Site icon Craig Medred

Strange things done

What a week in Alaska journalism. Just when you think the weirdness has gone beyond weird, things get weirder.

If only Robert Service, the bard of the north, were still alive to document this:

There are strange things done in the midnight sun
      By the men who toil in media;
The Arctic trails have their secret tales
      That would make your blood run cold;
The Northern Lights have seen queer sights,
      But the queerest they ever did see….
Forget Lake LeBarge and Sam McGee and how about we nominate this:

 

An Anchorage television station does a video for a New York internet start-up that reveals the station is going to turn a significant portion of its news gathering over to amateurs, which might or might not be a bad thing given that Alaska journalism has for years now been transitioning from a profession to a club.

The editor of Alaska Commons, the internet magazine-cum-news site that has been plugging away at local and statewide news for five solid years, cries “no mas,” which throws that operation into chaos given he is its heart, soul and a big part of the brain.

And the Alaska Journal of Commerce, an old and established statewide newspaper, gets into a pissing match with Brad Keithley – an Anchorage attorney, sometimes radio, talk-show host and seemingly full-time Facebook presence – because the AJOC thinks Keithley is having too much influence on the state’s fiscal policy debate.

All of which happens just about the time Keithley labels Facebook  the “new newspaper” while a guest on an Anchorage radio show.

By any standard, all of this qualifies as a paradigm shift in news and information and gossip and fake news and make-believe and God only knows what else.

To quote the lead characters in that classic, American movie “Ghostbusters:”

“Forty years of darkness! Earthquakes, volcanoes…

“The dead rising from the grave!

“Human sacrifice, dogs and cats living together… mass hysteria!”

Where to begin?

The club

Let’s begin with the obvious. Alaska’s struggling media is at the moment one of the biggest news stories around, but you’d never know this from the Alaska mainstream.  Ever since the Anchorage Times died way back in 1992, bringing to an end one of the country’s last great newspaper wars, there’s been an unwritten rule that the club doesn’t question, criticize or even talk much about the club.

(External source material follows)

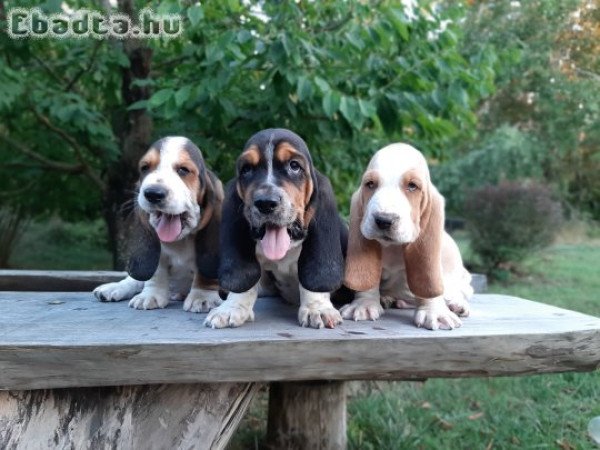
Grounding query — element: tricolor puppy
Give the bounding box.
[205,129,348,328]
[341,144,473,330]
[94,137,223,312]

But old rules are dying. Over the past 25 years, the media has aged into an old truck with the muffler rusted out. It’s now impossible to control the noise. Read Suzanne Downing over at MustReadAlaska.com.

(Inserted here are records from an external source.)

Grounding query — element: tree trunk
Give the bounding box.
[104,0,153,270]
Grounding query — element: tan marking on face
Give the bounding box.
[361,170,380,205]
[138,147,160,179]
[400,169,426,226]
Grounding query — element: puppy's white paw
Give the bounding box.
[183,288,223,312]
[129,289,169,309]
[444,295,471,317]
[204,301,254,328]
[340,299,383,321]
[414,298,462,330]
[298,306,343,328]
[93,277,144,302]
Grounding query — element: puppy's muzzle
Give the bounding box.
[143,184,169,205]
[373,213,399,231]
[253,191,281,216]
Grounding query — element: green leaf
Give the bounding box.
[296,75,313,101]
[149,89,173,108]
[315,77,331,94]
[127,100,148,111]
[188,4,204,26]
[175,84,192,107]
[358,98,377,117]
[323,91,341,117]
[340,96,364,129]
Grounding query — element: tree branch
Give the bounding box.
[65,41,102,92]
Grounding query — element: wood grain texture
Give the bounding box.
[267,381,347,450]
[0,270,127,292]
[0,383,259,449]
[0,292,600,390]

The one time editor of the Juneau Empire appears to have turned in her Alaska Press Club card and gone rogue since jumping into the tubes.

Blame the internet.

That’s what Andrew Jensen, the editor of the AJOC did when he couldn’t take anymore of Keithley.

“It wasn’t a surprise that last’s weeks column drew a response from self-appointed PFD guru Brad Keithley” is how Jensen started an April 26 editorial.

“It”?

Given the lack of antecedent, what exactly is the “it”? “It wasn’t a surprise….”

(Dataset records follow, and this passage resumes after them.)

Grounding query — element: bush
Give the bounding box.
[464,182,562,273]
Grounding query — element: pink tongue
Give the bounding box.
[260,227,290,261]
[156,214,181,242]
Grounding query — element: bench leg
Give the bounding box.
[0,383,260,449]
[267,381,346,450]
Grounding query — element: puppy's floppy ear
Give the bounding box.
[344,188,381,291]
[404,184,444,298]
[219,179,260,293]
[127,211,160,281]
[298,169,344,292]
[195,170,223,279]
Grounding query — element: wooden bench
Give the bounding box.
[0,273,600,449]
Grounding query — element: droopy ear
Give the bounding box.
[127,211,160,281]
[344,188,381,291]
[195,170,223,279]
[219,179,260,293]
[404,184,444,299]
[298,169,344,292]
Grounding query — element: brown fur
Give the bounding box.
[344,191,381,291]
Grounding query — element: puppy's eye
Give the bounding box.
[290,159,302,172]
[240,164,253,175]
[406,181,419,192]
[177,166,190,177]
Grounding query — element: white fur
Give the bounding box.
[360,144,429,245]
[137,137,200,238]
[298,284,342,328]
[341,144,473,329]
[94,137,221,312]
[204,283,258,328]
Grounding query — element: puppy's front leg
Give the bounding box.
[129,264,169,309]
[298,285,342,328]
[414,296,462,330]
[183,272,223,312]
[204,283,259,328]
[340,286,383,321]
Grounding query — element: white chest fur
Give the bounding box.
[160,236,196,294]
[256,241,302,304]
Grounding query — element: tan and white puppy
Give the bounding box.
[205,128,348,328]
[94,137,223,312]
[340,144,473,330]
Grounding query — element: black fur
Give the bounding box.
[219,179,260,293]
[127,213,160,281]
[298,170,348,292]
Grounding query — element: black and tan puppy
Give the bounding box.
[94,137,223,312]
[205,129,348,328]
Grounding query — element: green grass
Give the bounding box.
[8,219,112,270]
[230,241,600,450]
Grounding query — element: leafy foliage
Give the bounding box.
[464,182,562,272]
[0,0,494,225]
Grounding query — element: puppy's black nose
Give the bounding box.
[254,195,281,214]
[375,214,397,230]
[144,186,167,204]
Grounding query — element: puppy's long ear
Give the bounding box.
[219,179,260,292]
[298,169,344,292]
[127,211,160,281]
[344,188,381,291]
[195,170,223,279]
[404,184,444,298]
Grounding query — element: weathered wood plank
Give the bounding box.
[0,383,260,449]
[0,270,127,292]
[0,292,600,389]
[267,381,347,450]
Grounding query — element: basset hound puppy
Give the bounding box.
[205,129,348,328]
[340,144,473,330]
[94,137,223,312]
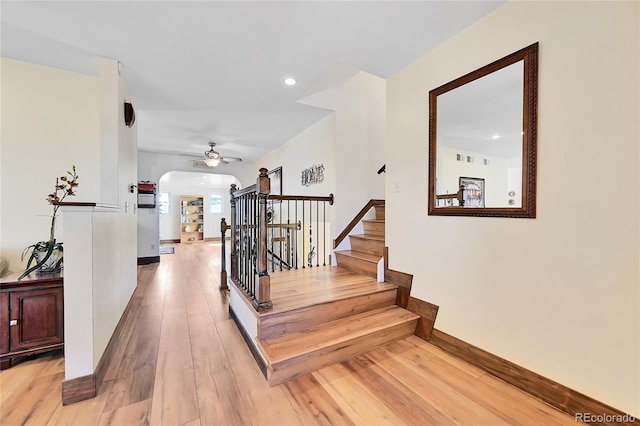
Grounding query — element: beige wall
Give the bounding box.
[386,2,640,417]
[0,58,100,272]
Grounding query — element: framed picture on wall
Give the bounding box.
[458,176,484,208]
[267,166,282,195]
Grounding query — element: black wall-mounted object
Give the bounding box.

What the hell wasn’t a surprise?

OK, Charles Dickens pulled “it” off in a “Tale of Two Cities:

“It was the best of times, it was the worst of times, it was the age of wisdom, it was the age of foolishness, it was the epoch of belief, it was the epoch of incredulity, it was the season of Light, it was the season of Darkness, it was the spring of hope, it was the winter of despair, we had everything before us, we had nothing before us, we were all going direct to Heaven, we were all going direct the other way – in short, the period was so far like the present period, that some of its noisiest authorities insisted on its being received, for good or for evil, in the superlative degree of comparison only.”

Few journalists rise to the level of Dickens. Usually when they start anything with “it,” “it” is because “it” is easy, and “they” are lazy.

But the author has digressed to a pet peeve, albeit a legitimate one.

Chattering squirrels

The real issue here is the tubes, the pipes, the internet, whatever you want to call it that has let the masses into the public square over which the media once had control.

Long, long ago, when all of this was first starting, Hal Spencer, a one-time Associated Press bureau chief in Alaska (when that meant something), turned Anchorage Daily News reporter (when that meant something) described all the people expressing their opinions on the internet as “10,000 chattering squirrels.”

Translation? Background noise to be ignored.

At the time, he was probably right. But times change.

Ten thousand chattering squirrels might be easy to ignore, but when one of the squirrels somehow grows to 600 pounds….well, it’s hard to ignore to a 600-pound squirrel if for no other reason than it’s a 600-pound squirrel.

“Resorting to the internet version of shouting by going to the all-cap font, Keithley repeated four times that ISER (the Alaska Institute for Social and Economic Research) believes using (Permanent) Fund earnings costs more jobs than an income tax,” Jensen wrote.

NOT TO GET INTO THE INTERNET VERSION OF SHOUTING TOO MUCH, but what exactly is one to think when those in the established Alaska media start responding to Facebook with editorials?

A reasonable conclusion might be that the Facebook posts are leading the discussion, and thus there is some merit to Keithley’s argument that Facebook is the new newspaper.

Dying old newspapers

And, if true, that might be a good thing because Lord knows other news sites, starting with Alaska Commons, are struggling. All of them, including this one.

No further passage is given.